Lightfoot and colleagues contend that interventions targeting young MSM living with HIV "need to focus on techniques of acquiring information from sexual partners to make a more informed decision [regarding condom use]. Interventions should also reinforce the altruism that [these men] feel toward protecting their partners. Consequently, there is a need to develop prevention strategies that involve couple-oriented and social network models" (p. 67). For those having unprotected sex with seroconcordant partners, "interventions ... must include education about transmission risk for STDs and the detrimental impact of other STDs on their own disease progression" (p. 67). The authors conclude that, "although these young men continue to have unprotected sex, they are making important decisions to protect themselves and others. Prevention programs must focus on promoting good decisions" (p. 67).

This advice extends to negotiated safety (NS), investigated by Guzman et al. (2005) in their survey of a diverse community sample of 340 HIV-negative MSM in San Francisco . "NS relationships were defined as those in which HIV-negative men were in seroconcordant primary relationships for > 6 months, had [UAI] together, and had rules prohibiting [UAI] with others. Adherence to NS was determined from self-reported sexual behavior in the prior 3 months. Presence of an agreement with NS partners to disclose rule breaking was also determined" (p. 82). Within this sample, Guzman and colleagues found that 22% of men were engaged in a seroconcordant primary relationship of at least 6 months' duration. Of this group, 50% had a relationship including NS; 39% had no UAI with primary partners; and 11% engaged in UAI with primary partners, but had no rules proscribing UAI with other men. Among the 38 men in an NS relationship, "29% violated their NS-defining rule in the prior 3 months, including 18% who reported [UAI] with others, and 18% reported [an STD] in the prior year. Only 61% of NS men adhered fully to rules and agreed to disclose rule breaking" (p. 82).
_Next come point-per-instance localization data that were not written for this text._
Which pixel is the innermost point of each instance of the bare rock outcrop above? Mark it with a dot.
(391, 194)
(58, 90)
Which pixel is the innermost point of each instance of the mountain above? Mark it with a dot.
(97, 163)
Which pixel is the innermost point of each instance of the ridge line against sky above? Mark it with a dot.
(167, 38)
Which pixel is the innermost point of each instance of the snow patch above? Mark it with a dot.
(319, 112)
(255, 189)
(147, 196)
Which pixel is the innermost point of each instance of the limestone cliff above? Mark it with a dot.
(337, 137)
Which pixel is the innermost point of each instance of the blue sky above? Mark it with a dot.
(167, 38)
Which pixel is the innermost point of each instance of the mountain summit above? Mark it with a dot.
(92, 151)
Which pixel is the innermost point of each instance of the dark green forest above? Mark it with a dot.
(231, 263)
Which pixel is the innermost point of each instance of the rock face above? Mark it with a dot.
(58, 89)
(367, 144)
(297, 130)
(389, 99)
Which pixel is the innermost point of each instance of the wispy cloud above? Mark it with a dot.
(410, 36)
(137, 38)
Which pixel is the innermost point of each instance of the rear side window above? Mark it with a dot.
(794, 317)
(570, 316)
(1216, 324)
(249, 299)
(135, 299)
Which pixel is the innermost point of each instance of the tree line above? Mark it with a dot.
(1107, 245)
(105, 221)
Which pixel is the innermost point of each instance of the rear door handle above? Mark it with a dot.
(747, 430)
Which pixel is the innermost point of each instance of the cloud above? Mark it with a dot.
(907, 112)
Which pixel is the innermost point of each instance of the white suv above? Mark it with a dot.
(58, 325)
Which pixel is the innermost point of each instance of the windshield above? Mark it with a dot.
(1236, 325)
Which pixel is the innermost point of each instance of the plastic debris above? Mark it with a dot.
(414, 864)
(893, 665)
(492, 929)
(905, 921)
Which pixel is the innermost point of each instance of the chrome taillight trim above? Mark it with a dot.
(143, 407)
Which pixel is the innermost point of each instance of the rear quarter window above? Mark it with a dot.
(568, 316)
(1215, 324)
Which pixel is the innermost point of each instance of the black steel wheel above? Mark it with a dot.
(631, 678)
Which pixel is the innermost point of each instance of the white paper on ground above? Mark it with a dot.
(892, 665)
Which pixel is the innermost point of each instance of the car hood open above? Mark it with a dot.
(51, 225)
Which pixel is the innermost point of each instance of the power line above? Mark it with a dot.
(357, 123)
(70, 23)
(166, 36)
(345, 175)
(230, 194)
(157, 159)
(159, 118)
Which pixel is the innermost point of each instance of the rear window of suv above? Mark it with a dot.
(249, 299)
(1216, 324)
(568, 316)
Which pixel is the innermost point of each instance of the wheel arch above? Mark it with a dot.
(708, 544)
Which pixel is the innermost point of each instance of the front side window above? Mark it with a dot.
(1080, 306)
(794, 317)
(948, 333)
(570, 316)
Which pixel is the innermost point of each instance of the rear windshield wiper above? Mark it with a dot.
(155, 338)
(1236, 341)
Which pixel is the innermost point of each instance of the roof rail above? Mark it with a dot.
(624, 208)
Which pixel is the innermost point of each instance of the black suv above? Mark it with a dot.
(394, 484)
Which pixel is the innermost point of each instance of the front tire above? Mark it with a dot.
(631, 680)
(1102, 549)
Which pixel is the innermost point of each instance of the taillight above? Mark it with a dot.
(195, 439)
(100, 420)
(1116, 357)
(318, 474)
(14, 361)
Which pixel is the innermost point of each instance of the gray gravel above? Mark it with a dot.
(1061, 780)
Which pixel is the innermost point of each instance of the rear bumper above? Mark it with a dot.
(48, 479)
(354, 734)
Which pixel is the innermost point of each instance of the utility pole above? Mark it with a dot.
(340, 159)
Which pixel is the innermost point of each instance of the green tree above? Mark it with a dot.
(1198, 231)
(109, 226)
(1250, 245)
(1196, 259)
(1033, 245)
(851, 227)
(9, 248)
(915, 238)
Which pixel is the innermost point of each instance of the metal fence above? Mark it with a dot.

Guzman and colleagues conclude that, "[a]lthough NS was commonly practiced among HIV-negative men in seroconcordant relationships, some men violated NS-defining rules, placing themselves and potentially their primary partners at risk for HIV infection. Prevention efforts regarding NS should emphasize the importance of agreement adherence, disclosure of rule breaking, and routine [STD] testing" (p. 82). They further concede that "[u]ntil further data are collected from studies of US MSM regarding their NS relationships, including factors associated with agreement rule breaking, caution should be used in endorsing NS as an alterative risk reduction strategy to condom use for US HIV-negative men in seroconcordant relationships" (p. 85).

Finally, Huebner, Rebchook, and Kegeles (2004) surveyed a convenience sample of 538 young adult gay and bisexual men who were HIV-negative or untested and not engaged in monogamous relationships at baseline, and surveyed them again 18 months later. "In the cross-sectional data, treatment optimism [about highly active antiretroviral therapy (HAART)] was associated with the 2-month cumulative incidence of [UAI] with nonprimary partners; however, this effect was observed only among men who felt highly susceptible to HIV infection. Longitudinal analyses revealed that treatment optimism did not predict subsequent UAI, but UAI did predict later treatment optimism" (p. 1514). The authors conclude from their findings that "although risk and treatment optimism are related, the association may be more complex than previously thought. Whereas some prior research has implied that optimism drives subsequent risky sexual behavior, [these] data indicate that optimism is just as likely to follow from past risk behavior" (p. 1518).